The tabloid ran a piece September 14th saying AEG has issued London High Court writs against three parties – including John Giddings’ London-based Solo Agency and Concert Productions International (CPI) – over Streisand’s summer shows at the London arena. SLO handles administration of backstage passes, VIP tickets and comps at the behest of the artist or tour promoter.
According to the Mail and various newswires that appeared to copy the story, AEG was said to be claiming £945,200 plus interest for seats it alleges were unsold for the concerts. The Mail told of Streisand fans who, after learning the show was sold out, scrambled to get tickets at premium prices on the secondary market – only to arrive at The O2 to see available seats.

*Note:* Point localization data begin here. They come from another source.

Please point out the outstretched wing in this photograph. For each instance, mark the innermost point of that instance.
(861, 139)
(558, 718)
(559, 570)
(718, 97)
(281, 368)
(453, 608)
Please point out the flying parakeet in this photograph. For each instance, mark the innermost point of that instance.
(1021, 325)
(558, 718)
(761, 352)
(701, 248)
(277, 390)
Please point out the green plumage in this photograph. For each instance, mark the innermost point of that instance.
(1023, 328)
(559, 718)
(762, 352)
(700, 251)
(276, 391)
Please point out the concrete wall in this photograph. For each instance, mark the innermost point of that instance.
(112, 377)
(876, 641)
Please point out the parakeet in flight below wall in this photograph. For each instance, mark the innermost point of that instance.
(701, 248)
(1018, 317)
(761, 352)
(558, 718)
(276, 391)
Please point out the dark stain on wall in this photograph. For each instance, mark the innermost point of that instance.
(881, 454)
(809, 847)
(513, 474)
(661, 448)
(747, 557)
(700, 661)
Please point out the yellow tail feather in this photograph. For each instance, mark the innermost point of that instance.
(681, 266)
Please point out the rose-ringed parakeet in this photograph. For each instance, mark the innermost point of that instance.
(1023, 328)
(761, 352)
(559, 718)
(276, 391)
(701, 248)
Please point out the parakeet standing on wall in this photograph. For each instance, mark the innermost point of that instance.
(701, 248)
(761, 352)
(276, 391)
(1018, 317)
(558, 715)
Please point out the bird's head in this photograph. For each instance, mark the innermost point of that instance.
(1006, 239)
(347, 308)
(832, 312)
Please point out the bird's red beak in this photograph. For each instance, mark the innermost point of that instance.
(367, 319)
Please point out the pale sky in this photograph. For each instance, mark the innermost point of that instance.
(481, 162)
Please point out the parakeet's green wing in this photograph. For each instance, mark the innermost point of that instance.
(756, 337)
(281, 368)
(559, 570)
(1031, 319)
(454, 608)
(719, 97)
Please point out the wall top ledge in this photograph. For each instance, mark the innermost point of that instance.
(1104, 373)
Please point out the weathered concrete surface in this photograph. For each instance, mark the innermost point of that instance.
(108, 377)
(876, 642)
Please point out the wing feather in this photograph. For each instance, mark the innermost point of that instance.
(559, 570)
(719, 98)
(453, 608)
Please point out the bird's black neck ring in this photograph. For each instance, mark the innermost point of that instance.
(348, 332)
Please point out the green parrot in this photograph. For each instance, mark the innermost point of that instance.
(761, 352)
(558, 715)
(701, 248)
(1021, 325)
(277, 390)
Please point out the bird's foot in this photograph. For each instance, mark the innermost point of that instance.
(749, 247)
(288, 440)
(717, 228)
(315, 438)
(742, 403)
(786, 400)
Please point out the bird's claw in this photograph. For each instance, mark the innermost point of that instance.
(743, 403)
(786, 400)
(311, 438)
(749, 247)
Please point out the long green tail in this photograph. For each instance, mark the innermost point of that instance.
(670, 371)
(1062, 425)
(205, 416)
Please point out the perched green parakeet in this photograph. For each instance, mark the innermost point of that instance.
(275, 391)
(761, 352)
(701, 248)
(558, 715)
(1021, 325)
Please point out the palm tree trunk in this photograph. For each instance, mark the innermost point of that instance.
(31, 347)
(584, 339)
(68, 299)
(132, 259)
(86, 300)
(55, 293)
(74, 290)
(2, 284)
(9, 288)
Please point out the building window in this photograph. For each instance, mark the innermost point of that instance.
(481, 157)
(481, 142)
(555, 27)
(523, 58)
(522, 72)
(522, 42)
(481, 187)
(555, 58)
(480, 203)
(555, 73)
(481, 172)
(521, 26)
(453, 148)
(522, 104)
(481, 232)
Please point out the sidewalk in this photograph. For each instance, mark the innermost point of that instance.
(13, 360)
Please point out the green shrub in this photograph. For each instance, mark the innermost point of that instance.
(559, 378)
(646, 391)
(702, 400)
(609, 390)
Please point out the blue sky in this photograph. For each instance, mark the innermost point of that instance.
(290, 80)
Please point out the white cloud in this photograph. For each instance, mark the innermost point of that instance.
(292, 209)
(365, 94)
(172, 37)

The tabloid didn’t make it clear how a venue can sue a promoter (Cohl) and an agent (Giddings) just because their act didn’t sell out.

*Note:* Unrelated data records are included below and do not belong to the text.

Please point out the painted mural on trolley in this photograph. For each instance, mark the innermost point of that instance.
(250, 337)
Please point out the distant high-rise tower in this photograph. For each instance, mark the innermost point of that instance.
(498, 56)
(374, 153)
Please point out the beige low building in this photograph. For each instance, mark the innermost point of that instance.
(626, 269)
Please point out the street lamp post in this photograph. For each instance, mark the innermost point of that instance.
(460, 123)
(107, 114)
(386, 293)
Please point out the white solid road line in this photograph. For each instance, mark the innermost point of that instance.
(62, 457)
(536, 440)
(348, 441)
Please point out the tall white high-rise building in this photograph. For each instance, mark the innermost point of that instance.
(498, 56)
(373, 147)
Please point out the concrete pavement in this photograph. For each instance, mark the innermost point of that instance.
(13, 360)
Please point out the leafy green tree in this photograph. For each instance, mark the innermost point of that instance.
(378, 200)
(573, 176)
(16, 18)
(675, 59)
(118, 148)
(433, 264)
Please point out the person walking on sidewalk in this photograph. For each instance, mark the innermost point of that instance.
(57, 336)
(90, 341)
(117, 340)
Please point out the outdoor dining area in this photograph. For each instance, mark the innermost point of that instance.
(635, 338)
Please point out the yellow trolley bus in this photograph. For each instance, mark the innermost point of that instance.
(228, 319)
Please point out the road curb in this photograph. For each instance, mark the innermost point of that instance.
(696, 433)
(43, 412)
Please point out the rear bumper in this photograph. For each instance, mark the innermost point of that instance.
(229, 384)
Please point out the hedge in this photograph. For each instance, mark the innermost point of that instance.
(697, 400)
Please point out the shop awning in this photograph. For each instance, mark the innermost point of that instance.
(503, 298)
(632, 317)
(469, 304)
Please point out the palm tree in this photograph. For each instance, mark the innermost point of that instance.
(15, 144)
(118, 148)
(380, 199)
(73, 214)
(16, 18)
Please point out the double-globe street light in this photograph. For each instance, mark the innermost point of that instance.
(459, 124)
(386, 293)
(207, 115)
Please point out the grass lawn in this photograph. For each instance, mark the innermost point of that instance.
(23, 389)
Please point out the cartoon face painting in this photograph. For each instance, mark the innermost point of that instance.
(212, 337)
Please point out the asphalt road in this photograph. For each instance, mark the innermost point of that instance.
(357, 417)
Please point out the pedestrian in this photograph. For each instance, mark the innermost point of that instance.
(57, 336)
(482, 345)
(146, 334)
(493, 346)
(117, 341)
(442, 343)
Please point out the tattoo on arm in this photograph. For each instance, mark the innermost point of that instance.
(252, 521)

Three days later, Richard Kay, the columnist who writes the paper’s social diary page where the original story appeared, reported that the issue had been "amicably settled" and revealed he’s "glad to have been of some assistance."
Penny McDonald, managing director of the London-based company that handles AEG Live U.K.’s public relations, said she wasn’t prepared to put an exact date on when the writs were issued until she’d had chance to check. But she said the matter was resolved "about a month ago."
"I thought my mother was the only person who believed everything she read in the Daily Mail," Giddings told Pollstar. He wouldn’t detail what was behind the writs.
McDonald referred questions to an AEG statement: "Legal action was taken so that all parties could protect their positions. The matter has been amicably settled by all parties, all of whom will be working together in the future."
AEG’s Los Angeles headquarters could not be reached for comment at press time, nor could Cohl or AEG Live U.K. chief Rob Hallett.
Whatever the matter was, it appears to have focused on the 65-year-old star – who hadn’t performed in the U.K. for 13 years – and her 58-piece orchestra performing to less-than-packed houses after ticket brokers Web sites sold her £75-£600 seats for as much as £1,600.
The Mail diary story told of one fan saying that friends who obtained tickets two days before the shows were upgraded to empty seats at the front of the new arena.
Giddings was part of Live Nation until he decided to opt out and fly Solo again at the beginning of 2006. He still works closely with LN and its affiliates on other tours, including U2, The Rolling Stones, Madonna and The Police.